Maxis saw 202,000 new additions to its base of 3.25 million subscribers as at end-March, bringing its total to 3.4 million. And with the inclusion of 419,000 TimeCel subscribers, Maxis' subscriber base swelled to 3.88 million as at end-June.  

However, this was lower than what Telekom Malaysia Bhd subsidiary Celcom (M) Bhd announced on Tuesday. Celcom said, with the inclusion of TMTouch's subscriber base, it had 4.055 million subscribers as at end-June. Celcom is merging with TMTouch.  

This clearly shows that Celcom has retaken the lead position in terms of subscriber numbers, something it once controlled for several years. DiGi Telecommunications Sdn Bhd was in third place with 1.9 million subscribers as at end-June. Industry-wide there were 9.83 million cellular subscribers as at end-June.  

Maxis also saw steady growth in postpaid average revenue per user (arpu) to RM167, against RM162 previously. Prepaid arpu, however, fell to RM64 from RM67 previously. In comparision, Celcom's arpu is RM100 for postpaid and RM55 for prepaid.  

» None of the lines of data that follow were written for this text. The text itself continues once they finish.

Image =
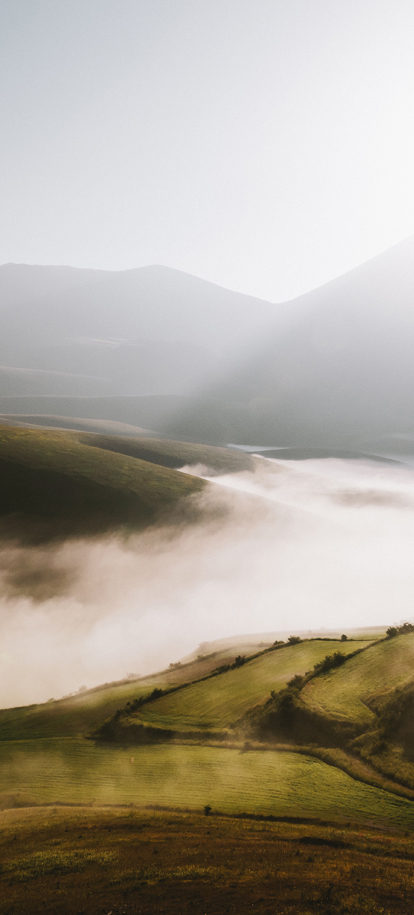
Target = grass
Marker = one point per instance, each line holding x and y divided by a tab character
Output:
76	715
59	476
276	783
220	701
66	861
174	454
344	693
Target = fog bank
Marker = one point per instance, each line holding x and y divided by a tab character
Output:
295	545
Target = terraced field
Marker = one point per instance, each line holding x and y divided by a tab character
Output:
219	702
278	783
343	693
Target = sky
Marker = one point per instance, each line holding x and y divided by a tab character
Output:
265	145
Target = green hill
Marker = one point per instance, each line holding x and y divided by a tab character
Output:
59	483
346	693
278	783
77	715
219	702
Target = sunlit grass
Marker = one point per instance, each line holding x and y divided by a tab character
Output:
278	783
343	692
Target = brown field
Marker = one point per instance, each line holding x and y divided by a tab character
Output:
81	861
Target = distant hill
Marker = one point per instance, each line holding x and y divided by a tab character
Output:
340	376
329	371
153	330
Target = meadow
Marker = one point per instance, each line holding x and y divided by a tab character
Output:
269	782
221	701
345	692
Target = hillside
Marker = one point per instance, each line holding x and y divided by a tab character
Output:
346	693
79	714
336	378
219	702
56	483
147	331
45	758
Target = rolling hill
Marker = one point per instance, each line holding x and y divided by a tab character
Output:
59	483
219	702
347	693
147	331
45	758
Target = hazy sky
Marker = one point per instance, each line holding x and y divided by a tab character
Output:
267	145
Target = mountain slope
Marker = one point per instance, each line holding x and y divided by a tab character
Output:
340	374
62	481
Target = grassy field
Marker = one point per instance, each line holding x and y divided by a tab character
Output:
219	702
343	693
66	861
265	782
76	715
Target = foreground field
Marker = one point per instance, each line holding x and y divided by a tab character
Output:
219	702
128	861
265	782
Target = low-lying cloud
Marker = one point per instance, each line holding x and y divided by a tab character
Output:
293	546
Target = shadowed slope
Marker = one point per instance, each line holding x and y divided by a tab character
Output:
71	487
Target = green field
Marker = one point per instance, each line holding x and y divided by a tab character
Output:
77	715
173	454
343	693
60	478
278	783
220	701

Maxis' mobile data revenue rose 135% to RM226mil for the first half from RM96mil in the year-ago period, primarily due to a 99% increase in the volume of billable SMS messages from 569 million to 1.13 billion.  

On the integration of TimeCel, Jamaludin said it was progressing well, and TimeCel's direct and indirect expenses had been reduced by 30% to a run rate of RM23mil per month in June, from RM33mil in April.  

“We are confident that the rest of the integration plan will proceed as planned, both in terms of timeframe and cost,’’ Jamaludin said.  

The goodwill for the TimeCel purchase totalling RM1.282bil would be amortised over 10 years at RM128mil every year.  

The reasons why Maxis bought TimeCel are obvious. It was spectrum that Maxis was after. Combined with TimeCel's, Maxis has 35 Mhz of bandwidth, which is useful with the mobile data business growing.  

Bandwidth has become is a rare commodity in Malaysia.  

The savings from the TimeCel purchase in terms of capital expenditure is only RM271mil over the three years to 2005, and that reduces Maxis' original capex forecast of RM3bil to RM2.72bil.  

But there are other savings, one of which is the additional capacity that came with the purchase of TimeCel.  

Building this capacity could cost the company RM700mil upwards.  

The group's cash reserves fell to RM543mil, from RM2.09bil as at end-March, following the payment for the TimeCel purchase.